## What does RANK do?

Like the `ROW_NUMBER`

function introduced last week, `RANK`

is also a window function, i.e. a function that processes the data sorted in so-called “windows” or “partitions”. You define the sorting and the partitions by using the keywords `ORDER BY`

and `PARTITION BY`

after the function call. The `RANK`

function then numbers all the rows in the result set, starting at 1 in ascending order. Unlike the `ROW_NUMBER`

function, the `RANK`

function numbers rows that are in the same position in the sort with the same number. With `ROW_NUMBER`

, a random sort is chosen here and numbered uniquely sequentially.
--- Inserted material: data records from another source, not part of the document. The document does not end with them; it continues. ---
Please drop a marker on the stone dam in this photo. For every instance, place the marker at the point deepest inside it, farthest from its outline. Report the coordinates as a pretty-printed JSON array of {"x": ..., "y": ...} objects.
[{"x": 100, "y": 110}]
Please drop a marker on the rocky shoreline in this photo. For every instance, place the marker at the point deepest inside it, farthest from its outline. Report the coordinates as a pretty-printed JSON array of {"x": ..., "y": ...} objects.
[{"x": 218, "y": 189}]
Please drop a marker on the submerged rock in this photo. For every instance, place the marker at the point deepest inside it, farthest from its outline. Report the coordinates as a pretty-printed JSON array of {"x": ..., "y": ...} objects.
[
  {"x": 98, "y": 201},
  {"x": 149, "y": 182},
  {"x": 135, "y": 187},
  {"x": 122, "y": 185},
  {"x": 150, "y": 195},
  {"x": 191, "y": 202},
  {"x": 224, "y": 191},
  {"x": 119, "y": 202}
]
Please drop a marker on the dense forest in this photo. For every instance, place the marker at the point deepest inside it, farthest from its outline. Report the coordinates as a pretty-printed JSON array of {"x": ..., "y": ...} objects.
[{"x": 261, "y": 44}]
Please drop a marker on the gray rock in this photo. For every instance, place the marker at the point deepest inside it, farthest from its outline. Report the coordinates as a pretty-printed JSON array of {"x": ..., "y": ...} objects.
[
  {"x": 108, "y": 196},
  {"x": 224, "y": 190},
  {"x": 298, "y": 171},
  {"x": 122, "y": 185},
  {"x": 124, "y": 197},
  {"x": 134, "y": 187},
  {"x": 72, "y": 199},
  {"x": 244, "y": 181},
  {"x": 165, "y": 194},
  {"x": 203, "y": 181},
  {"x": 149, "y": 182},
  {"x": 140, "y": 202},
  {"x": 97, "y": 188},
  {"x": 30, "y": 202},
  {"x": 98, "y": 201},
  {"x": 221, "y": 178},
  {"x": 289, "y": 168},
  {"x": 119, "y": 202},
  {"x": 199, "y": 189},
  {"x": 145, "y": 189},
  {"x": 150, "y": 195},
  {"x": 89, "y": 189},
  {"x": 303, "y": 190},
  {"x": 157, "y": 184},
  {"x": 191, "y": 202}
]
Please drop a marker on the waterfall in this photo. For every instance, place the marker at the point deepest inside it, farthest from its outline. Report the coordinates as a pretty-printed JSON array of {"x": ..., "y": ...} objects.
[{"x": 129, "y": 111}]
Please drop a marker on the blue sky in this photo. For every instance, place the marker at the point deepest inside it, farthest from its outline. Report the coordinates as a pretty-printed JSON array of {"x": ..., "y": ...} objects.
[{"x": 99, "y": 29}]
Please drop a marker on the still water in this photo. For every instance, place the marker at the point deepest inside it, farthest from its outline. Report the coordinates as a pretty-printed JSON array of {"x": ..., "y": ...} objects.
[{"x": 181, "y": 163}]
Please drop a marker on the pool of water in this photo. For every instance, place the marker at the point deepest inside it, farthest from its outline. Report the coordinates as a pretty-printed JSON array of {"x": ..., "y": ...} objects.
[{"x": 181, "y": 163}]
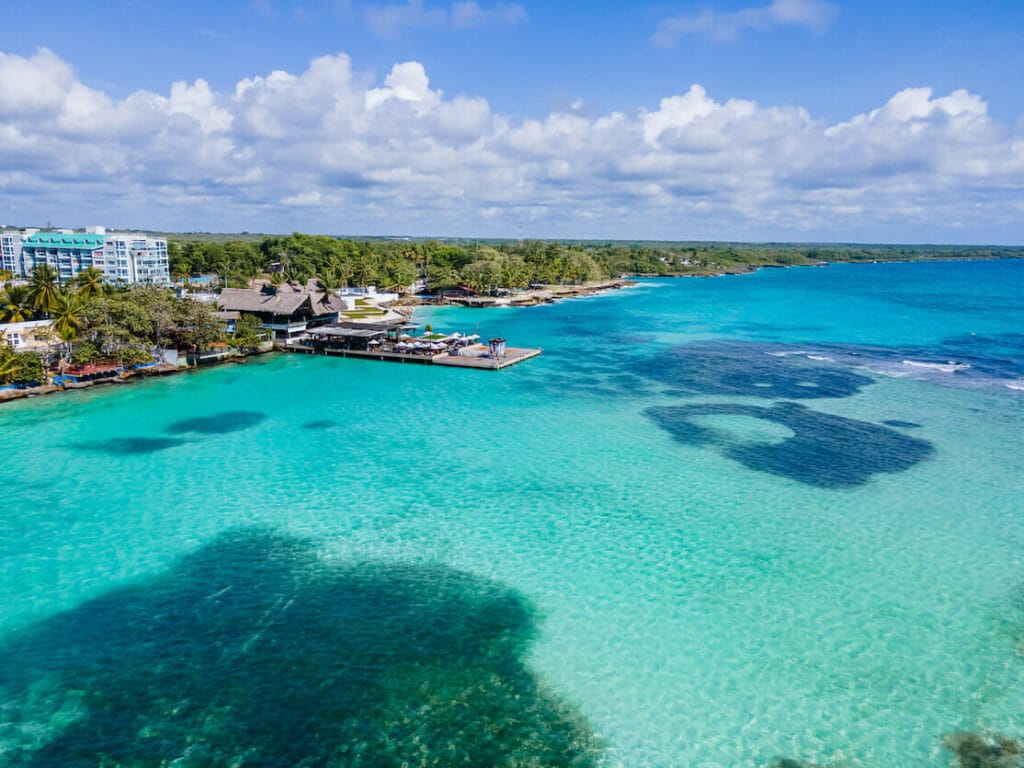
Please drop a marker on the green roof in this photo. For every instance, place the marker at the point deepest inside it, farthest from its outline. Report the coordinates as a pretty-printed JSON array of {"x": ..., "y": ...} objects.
[{"x": 59, "y": 240}]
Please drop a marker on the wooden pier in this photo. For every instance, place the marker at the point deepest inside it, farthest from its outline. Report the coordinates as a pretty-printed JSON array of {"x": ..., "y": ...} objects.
[{"x": 473, "y": 356}]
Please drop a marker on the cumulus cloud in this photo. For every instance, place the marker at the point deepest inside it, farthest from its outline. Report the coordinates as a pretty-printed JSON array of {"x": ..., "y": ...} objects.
[
  {"x": 334, "y": 148},
  {"x": 391, "y": 20},
  {"x": 722, "y": 26}
]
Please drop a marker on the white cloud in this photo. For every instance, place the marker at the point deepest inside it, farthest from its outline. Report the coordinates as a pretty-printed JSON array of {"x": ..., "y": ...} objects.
[
  {"x": 391, "y": 20},
  {"x": 304, "y": 199},
  {"x": 329, "y": 148},
  {"x": 814, "y": 14}
]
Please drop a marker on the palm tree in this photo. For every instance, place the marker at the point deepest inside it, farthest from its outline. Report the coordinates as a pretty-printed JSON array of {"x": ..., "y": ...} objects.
[
  {"x": 8, "y": 364},
  {"x": 69, "y": 317},
  {"x": 44, "y": 288},
  {"x": 16, "y": 304},
  {"x": 90, "y": 283}
]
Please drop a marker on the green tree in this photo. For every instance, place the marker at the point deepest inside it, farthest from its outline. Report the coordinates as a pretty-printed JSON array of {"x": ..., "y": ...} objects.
[
  {"x": 44, "y": 288},
  {"x": 69, "y": 317},
  {"x": 16, "y": 304}
]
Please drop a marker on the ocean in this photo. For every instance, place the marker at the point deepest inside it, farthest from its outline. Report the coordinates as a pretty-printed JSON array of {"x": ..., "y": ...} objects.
[{"x": 719, "y": 522}]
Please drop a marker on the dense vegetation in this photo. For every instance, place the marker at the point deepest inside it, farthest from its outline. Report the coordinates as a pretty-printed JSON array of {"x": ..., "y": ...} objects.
[
  {"x": 487, "y": 266},
  {"x": 101, "y": 323}
]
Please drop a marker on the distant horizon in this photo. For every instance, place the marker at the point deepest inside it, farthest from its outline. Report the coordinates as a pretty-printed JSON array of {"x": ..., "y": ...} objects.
[
  {"x": 753, "y": 121},
  {"x": 485, "y": 239}
]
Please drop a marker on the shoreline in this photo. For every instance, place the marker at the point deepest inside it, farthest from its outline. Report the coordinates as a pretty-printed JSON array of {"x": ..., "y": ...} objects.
[
  {"x": 129, "y": 377},
  {"x": 530, "y": 297},
  {"x": 750, "y": 268}
]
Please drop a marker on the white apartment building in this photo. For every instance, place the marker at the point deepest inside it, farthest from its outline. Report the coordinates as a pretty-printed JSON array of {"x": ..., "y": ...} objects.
[
  {"x": 130, "y": 257},
  {"x": 123, "y": 257},
  {"x": 10, "y": 250}
]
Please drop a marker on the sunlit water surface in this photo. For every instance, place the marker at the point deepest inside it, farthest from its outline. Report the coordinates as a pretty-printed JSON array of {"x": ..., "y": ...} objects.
[{"x": 716, "y": 523}]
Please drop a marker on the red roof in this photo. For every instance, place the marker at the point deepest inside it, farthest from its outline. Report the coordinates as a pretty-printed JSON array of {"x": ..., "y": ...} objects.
[{"x": 91, "y": 370}]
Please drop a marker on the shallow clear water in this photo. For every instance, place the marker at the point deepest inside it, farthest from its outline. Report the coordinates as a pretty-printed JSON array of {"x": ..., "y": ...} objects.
[{"x": 719, "y": 521}]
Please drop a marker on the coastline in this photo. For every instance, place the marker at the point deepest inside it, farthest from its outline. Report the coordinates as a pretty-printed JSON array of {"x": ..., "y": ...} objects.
[
  {"x": 530, "y": 297},
  {"x": 126, "y": 377},
  {"x": 750, "y": 268}
]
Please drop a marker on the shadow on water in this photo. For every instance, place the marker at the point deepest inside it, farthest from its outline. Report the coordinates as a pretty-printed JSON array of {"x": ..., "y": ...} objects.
[
  {"x": 229, "y": 421},
  {"x": 132, "y": 445},
  {"x": 320, "y": 424},
  {"x": 750, "y": 369},
  {"x": 825, "y": 451},
  {"x": 255, "y": 651}
]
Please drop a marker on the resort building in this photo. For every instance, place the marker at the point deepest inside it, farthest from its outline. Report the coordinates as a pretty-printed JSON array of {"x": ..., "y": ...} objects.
[
  {"x": 289, "y": 309},
  {"x": 136, "y": 258},
  {"x": 68, "y": 253},
  {"x": 10, "y": 250},
  {"x": 30, "y": 336},
  {"x": 123, "y": 257}
]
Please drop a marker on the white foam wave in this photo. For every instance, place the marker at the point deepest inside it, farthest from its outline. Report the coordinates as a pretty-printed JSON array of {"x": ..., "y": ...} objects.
[{"x": 946, "y": 368}]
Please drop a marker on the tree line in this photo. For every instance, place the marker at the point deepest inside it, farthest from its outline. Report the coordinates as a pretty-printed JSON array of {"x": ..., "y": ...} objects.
[
  {"x": 489, "y": 266},
  {"x": 97, "y": 322}
]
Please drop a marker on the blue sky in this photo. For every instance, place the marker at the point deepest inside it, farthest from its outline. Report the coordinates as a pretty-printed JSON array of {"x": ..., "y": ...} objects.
[{"x": 745, "y": 120}]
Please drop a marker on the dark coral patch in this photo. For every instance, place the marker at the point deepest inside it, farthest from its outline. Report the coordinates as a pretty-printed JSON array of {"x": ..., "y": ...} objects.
[
  {"x": 825, "y": 451},
  {"x": 132, "y": 445},
  {"x": 749, "y": 369},
  {"x": 255, "y": 651},
  {"x": 320, "y": 424}
]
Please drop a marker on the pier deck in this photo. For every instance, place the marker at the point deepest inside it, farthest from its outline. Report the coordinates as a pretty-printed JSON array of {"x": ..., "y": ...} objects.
[{"x": 476, "y": 357}]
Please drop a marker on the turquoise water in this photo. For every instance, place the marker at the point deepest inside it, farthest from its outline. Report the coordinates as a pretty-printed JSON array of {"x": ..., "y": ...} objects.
[{"x": 718, "y": 522}]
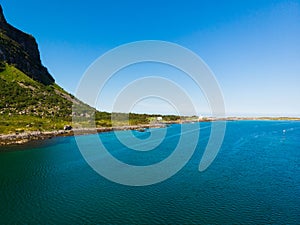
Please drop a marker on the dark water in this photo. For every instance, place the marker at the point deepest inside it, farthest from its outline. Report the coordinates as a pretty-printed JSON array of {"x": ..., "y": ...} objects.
[{"x": 255, "y": 179}]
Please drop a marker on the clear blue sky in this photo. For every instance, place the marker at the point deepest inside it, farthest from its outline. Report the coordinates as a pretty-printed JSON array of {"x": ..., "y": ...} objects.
[{"x": 253, "y": 47}]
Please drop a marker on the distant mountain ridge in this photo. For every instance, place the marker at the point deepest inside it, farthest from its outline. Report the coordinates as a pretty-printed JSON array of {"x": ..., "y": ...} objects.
[{"x": 21, "y": 50}]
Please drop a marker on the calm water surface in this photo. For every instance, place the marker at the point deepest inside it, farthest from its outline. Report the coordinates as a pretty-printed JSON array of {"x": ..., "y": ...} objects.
[{"x": 255, "y": 179}]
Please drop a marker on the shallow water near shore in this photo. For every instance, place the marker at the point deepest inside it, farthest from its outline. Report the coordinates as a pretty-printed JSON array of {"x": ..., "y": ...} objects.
[{"x": 255, "y": 179}]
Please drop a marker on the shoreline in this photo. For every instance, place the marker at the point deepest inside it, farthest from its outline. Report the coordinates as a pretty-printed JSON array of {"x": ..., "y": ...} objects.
[{"x": 28, "y": 136}]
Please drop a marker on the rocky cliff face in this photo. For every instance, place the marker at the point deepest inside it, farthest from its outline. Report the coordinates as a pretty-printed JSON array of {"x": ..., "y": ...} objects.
[{"x": 21, "y": 50}]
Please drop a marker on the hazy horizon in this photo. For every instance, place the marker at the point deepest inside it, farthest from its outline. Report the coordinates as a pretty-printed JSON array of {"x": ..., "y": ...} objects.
[{"x": 252, "y": 47}]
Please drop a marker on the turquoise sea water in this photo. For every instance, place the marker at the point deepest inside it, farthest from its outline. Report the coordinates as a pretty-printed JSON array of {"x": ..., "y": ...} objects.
[{"x": 255, "y": 179}]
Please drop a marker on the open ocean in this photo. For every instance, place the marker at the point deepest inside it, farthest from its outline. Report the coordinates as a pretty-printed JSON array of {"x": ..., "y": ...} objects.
[{"x": 255, "y": 179}]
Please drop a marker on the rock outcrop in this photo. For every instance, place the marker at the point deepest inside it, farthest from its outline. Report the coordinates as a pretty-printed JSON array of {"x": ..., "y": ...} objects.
[{"x": 21, "y": 50}]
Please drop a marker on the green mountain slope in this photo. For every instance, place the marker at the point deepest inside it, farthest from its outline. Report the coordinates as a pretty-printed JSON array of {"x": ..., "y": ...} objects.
[{"x": 26, "y": 104}]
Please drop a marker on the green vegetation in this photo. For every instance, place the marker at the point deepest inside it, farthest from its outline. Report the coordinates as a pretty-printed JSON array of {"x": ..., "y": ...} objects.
[{"x": 28, "y": 105}]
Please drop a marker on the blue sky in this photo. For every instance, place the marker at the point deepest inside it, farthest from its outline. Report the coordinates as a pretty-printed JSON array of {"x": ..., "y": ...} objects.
[{"x": 253, "y": 47}]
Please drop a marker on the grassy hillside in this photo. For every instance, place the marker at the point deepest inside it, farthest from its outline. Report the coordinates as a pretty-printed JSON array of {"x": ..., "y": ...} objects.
[{"x": 28, "y": 105}]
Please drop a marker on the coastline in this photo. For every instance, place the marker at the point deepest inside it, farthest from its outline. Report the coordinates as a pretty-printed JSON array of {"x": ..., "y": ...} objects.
[{"x": 27, "y": 136}]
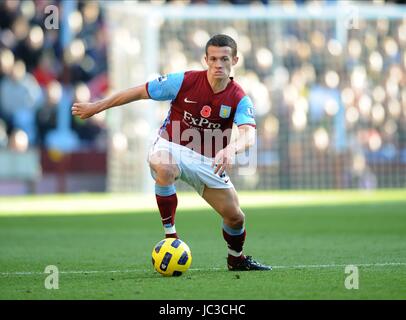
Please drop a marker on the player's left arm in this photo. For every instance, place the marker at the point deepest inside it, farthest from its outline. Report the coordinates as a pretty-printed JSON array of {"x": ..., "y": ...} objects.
[{"x": 244, "y": 119}]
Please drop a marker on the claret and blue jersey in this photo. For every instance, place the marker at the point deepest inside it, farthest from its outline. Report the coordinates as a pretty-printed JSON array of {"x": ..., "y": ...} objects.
[{"x": 197, "y": 110}]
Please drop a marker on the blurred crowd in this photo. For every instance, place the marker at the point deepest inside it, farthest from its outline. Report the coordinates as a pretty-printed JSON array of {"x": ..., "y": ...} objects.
[{"x": 39, "y": 72}]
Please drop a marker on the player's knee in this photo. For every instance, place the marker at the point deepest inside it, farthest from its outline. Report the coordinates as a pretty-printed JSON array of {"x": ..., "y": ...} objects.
[{"x": 166, "y": 174}]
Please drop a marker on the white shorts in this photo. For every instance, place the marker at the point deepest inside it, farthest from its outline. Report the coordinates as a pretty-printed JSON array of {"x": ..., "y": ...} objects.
[{"x": 195, "y": 169}]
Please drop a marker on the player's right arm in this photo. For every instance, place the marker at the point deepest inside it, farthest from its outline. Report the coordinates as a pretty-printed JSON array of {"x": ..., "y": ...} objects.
[
  {"x": 85, "y": 110},
  {"x": 161, "y": 89}
]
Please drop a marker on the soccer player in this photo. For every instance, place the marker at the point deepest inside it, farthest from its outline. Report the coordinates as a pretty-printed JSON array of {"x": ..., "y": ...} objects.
[{"x": 194, "y": 142}]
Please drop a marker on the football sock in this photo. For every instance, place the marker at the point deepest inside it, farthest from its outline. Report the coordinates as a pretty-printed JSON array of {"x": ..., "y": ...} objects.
[
  {"x": 167, "y": 202},
  {"x": 235, "y": 241}
]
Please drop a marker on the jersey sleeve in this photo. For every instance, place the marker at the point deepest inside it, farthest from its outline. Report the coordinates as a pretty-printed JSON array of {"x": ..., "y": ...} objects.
[
  {"x": 165, "y": 87},
  {"x": 245, "y": 112}
]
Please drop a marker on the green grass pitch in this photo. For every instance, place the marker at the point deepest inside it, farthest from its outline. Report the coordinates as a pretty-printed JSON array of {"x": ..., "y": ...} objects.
[{"x": 104, "y": 252}]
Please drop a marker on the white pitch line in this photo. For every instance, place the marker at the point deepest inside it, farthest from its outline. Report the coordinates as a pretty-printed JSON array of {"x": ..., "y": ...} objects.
[{"x": 311, "y": 266}]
## How can you work with RANK?

To use the `RANK`

function, we now create a query in the Wide World Importers database that returns sortable items, but where the sort need not be unique. For this we use a CTE to count the number of orders from the OrderLines in which each product appeared:

WITH cte_sales AS ( SELECT StockItemID ,COUNT(*) AS nOrders ,SUM(Quantity*UnitPrice) AS TotalSales FROM Sales.OrderLines GROUP BY StockItemID ) SELECT StockItemID ,nOrders ,TotalSales FROM cte_sales ORDER BY nOrders DESC ,TotalSales DESC

But now we don’t just want to count and display, we want to create a ranking of the most popular products. If we would use the `ROW_NUMBER`

function for this, the two most popular products with the IDs 104 and 120, which have been ordered 1123 times each, would have the numbers 1 and 2, which would have the 1 and which the 2, we could determine, for example, by sorting by TotalSales:

WITH cte_sales AS ( SELECT StockItemID ,COUNT(*) AS nOrders ,SUM(Quantity*UnitPrice) AS TotalSales FROM Sales.OrderLines GROUP BY StockItemID ) SELECT StockItemID ,nOrders ,TotalSales ,ROW_NUMBER() OVER (ORDER BY nOrders DESC, TotalSales DESC) as Popularity FROM cte_sales ORDER BY nOrders DESC ,TotalSales DESC

From a commercial point of view, this additional sorting according to sales totals may be useful, but it does not reflect the actual popularity of the product. If we go purely by sales figures, both products would have to be number one, and this is exactly what the `RANK`

function makes possible. Here we can then also do without the tiebreaker, which distinguished between the first and second line, and accordingly only need an `ORDER BY`

argument:

WITH cte_sales AS ( SELECT StockItemID ,COUNT(*) AS nOrders ,SUM(Quantity*UnitPrice) AS TotalSales FROM Sales.OrderLines GROUP BY StockItemID ) SELECT StockItemID ,nOrders ,TotalSales ,ROW_NUMBER() OVER (ORDER BY nOrders DESC, TotalSales DESC) as Popularity ,RANK() OVER (ORDER BY nOrders DESC) as Real_Popularity FROM cte_sales ORDER BY nOrders DESC ,TotalSales DESC

As a result, you can see that now both products, 104 and 120 have received the (real) popularity 1, while the next product has been assigned the third rank, similar to what is usual in sports competitions. So if you can’t tell from the data which line is the “better” one and want to avoid random numbering, use the `RANK`

function instead of the `ROW_NUMBER`

function. However, it is of course not suitable for sorting out duplicates, since the duplicates would all be assigned the same rank…